Samarla Venkata Ranga Rao (3 July 1918 – 18 July 1974), popularly known as SVR, was an Indian actor, producer, and director known for his works majorly in Telugu and Tamil films. He is regarded as one of the finest actors in the history of Indian cinema. He is known by the epithet "Viswa Nata Chakravarthi" (). He was the earliest known character actor to have enjoyed a star status in South Indian cinema. In a career spanning nearly three decades, Ranga Rao garnered various national and international honours.

Ranga Rao was a method actor known for his natural acting style, portraying complex  social, biographical, and mythological  characters such as 'Nepala Manthrikudu', a tantric in Pathala Bhairavi (1951), Yama in Sati Savitri (1957), Ghatothkacha in Maya Bazaar (1957), Mayasura in Bhookailas (1958), Bhoja in Mahakavi Kalidasu (1960).

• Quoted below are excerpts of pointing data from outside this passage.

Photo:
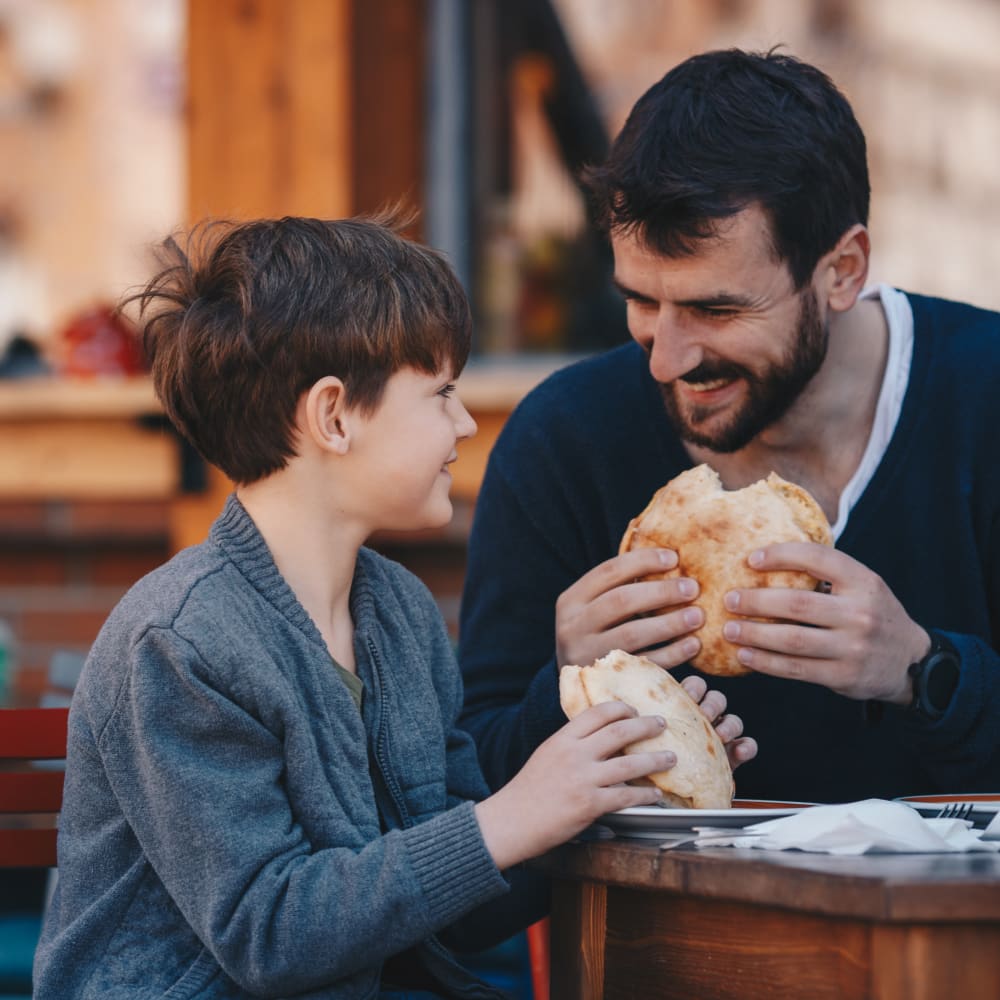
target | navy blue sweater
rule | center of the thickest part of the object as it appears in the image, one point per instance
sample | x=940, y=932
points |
x=586, y=450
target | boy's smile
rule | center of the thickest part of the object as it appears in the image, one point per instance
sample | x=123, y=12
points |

In 1964, he received the Best Actor Award for his portrayal of Kichaka in Nartanasala (1963) at the third Afro-Asian Film Festival held in Jakarta, becoming the only Indian actor to have ever garnered the honour. He then essayed Duryodhana in the blockbuster Pandava Vanavasam (1965), Hiranyakasipu in Bhakta Prahlada (1967), and Ravana in Sampoorna Ramayanam (1971) to name a few.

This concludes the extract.